A line of credit (also called a credit line or credit limit) is the maximum amount of money a bank will lend to an individual or business without requiring additional approval. The lender determines this amount based largely on the individual’s credit worthiness and income potential. Certain large corporations and high-profile public figures have such a substantial line of credit that they can literally borrow money against it for a lifetime.
Having a line of credit is very useful for small business owners who may have to take out several loans over time to purchase equipment or upgrade their facilities. Instead of applying for one $25,000 US Dollar (USD) bank loan, for example, a business owner with a $25,000 USD line of credit can take out a $5,000 USD loan in April, then a $10,000 USD loan in August and finally a $2,000 USD loan in December, all with prior approval from the lender. By using credit, borrowers can take out just enough money for a specific expense then pay it back entirely before taking out additional funds.
The amount of interest charged for each smaller loan in a line of credit can be variable. The first loan may have been taken out when lending rates were low, but the second might be affected by an upward or downward change in the prime lending rate or other factors. Banks can also charge penalty fees for late payments on all outstanding loans. Borrowers must keep track of individual loan obligations in order to keep payments on track.
Most people encounter a line of credit when dealing with credit cards or home equity loans. The credit card company establishes an upper limit on charges made by individual cardholders. This credit limit may be adjusted by customer request or by the company itself. Severe financial penalties may be levied on cardholders who borrow more money than their line of credit will allow. Credit cards do allow holders to make several purchases without seeking the approval of the lender.
Home financing options may also include a line of credit based on the value of the borrower’s home.

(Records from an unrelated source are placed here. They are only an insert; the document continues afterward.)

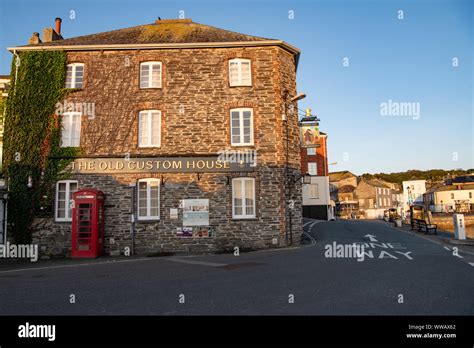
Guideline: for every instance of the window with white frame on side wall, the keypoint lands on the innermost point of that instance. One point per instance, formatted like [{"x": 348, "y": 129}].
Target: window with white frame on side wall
[
  {"x": 240, "y": 72},
  {"x": 313, "y": 190},
  {"x": 148, "y": 199},
  {"x": 243, "y": 198},
  {"x": 311, "y": 151},
  {"x": 149, "y": 128},
  {"x": 75, "y": 75},
  {"x": 62, "y": 206}
]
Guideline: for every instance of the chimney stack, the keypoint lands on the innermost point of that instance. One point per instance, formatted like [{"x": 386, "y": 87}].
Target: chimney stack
[
  {"x": 58, "y": 25},
  {"x": 34, "y": 40}
]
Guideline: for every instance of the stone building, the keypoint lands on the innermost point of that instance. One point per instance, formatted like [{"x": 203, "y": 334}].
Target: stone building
[
  {"x": 166, "y": 109},
  {"x": 374, "y": 198}
]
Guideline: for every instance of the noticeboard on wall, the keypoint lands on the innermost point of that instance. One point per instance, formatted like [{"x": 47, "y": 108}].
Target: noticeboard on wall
[{"x": 196, "y": 212}]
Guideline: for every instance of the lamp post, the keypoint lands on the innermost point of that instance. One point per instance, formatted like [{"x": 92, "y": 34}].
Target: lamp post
[{"x": 287, "y": 100}]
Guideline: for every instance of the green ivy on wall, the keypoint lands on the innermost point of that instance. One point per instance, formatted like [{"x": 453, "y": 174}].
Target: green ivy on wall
[{"x": 32, "y": 136}]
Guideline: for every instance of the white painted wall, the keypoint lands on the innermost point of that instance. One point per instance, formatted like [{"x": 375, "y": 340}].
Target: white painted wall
[
  {"x": 417, "y": 188},
  {"x": 323, "y": 189}
]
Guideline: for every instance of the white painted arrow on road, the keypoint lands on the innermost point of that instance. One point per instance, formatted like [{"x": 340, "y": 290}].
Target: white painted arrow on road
[{"x": 372, "y": 237}]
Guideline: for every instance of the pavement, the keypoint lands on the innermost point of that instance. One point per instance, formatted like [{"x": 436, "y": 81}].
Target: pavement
[{"x": 402, "y": 273}]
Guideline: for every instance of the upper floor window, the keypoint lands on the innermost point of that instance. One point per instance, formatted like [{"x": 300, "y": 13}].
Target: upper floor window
[
  {"x": 243, "y": 198},
  {"x": 74, "y": 75},
  {"x": 149, "y": 128},
  {"x": 312, "y": 168},
  {"x": 150, "y": 75},
  {"x": 71, "y": 129},
  {"x": 241, "y": 124},
  {"x": 64, "y": 191},
  {"x": 240, "y": 72},
  {"x": 313, "y": 191},
  {"x": 149, "y": 199}
]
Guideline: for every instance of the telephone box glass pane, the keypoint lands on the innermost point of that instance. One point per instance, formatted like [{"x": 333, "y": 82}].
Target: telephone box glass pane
[{"x": 84, "y": 228}]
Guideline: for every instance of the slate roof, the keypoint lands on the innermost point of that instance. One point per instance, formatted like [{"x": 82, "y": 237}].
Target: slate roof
[{"x": 336, "y": 176}]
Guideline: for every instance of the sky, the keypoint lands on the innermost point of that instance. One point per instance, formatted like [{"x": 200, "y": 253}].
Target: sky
[{"x": 391, "y": 81}]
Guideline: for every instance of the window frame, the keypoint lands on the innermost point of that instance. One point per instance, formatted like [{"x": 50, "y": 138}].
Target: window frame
[
  {"x": 149, "y": 127},
  {"x": 244, "y": 214},
  {"x": 150, "y": 71},
  {"x": 241, "y": 127},
  {"x": 315, "y": 166},
  {"x": 74, "y": 77},
  {"x": 68, "y": 195},
  {"x": 239, "y": 82},
  {"x": 70, "y": 115},
  {"x": 148, "y": 217}
]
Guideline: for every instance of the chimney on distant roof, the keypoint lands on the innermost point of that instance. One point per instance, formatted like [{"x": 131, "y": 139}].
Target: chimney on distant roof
[
  {"x": 34, "y": 39},
  {"x": 50, "y": 34},
  {"x": 173, "y": 21},
  {"x": 58, "y": 25}
]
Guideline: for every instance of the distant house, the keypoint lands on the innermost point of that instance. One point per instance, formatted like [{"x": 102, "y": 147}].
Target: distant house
[
  {"x": 346, "y": 203},
  {"x": 316, "y": 198},
  {"x": 413, "y": 191},
  {"x": 373, "y": 198},
  {"x": 342, "y": 178}
]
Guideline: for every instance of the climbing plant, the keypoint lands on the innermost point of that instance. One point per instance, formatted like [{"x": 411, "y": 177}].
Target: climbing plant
[{"x": 32, "y": 137}]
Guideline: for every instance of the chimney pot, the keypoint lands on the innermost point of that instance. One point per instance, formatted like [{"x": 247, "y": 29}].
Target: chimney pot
[
  {"x": 35, "y": 39},
  {"x": 58, "y": 25}
]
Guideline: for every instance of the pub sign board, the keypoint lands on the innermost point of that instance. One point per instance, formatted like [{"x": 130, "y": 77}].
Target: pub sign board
[{"x": 156, "y": 165}]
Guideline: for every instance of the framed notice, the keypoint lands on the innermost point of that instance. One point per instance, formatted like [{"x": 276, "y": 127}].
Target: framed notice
[
  {"x": 184, "y": 232},
  {"x": 203, "y": 231},
  {"x": 195, "y": 212}
]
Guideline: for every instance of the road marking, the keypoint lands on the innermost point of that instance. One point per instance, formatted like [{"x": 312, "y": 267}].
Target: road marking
[
  {"x": 371, "y": 237},
  {"x": 202, "y": 263},
  {"x": 430, "y": 240},
  {"x": 77, "y": 265},
  {"x": 313, "y": 241}
]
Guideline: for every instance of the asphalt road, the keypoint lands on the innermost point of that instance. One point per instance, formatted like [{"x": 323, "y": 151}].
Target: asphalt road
[{"x": 409, "y": 275}]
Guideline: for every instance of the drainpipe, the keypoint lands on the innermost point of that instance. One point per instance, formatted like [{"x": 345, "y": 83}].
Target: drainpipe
[{"x": 132, "y": 218}]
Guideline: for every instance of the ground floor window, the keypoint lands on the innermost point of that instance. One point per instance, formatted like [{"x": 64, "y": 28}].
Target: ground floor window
[
  {"x": 243, "y": 198},
  {"x": 64, "y": 191},
  {"x": 149, "y": 199}
]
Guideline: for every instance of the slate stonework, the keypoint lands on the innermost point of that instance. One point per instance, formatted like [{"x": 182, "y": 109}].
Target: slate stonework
[{"x": 195, "y": 101}]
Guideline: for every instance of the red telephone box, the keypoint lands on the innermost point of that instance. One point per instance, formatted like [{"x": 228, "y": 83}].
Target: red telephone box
[{"x": 88, "y": 224}]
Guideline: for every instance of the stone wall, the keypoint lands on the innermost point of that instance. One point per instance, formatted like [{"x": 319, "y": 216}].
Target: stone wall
[{"x": 195, "y": 101}]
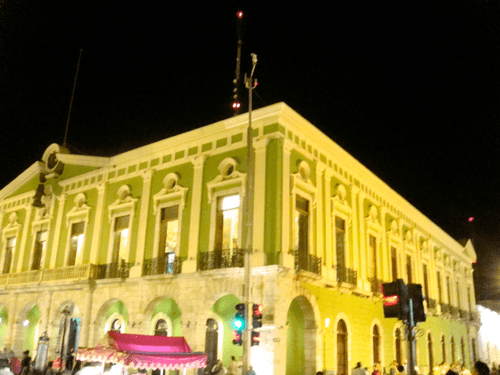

This practice is often called a home equity line of credit and is a genuine temptation for cash-strapped homeowners. Similar to a second mortgage, this type of credit establishes a maximum amount of money a homeowner can borrow. In the case of a second mortgage, the bank lends the entire amount of money and the borrower makes regular payments based on the balance due. A line of credit arrangement, however, allows the homeowner to borrow smaller amounts of money to pay off contractors or bills without incurring a large debt up front. Financial experts are divided on the benefits of this form of borrowing, however, so those interested in pursuing a home equity line of credit arrangement should do their homework first.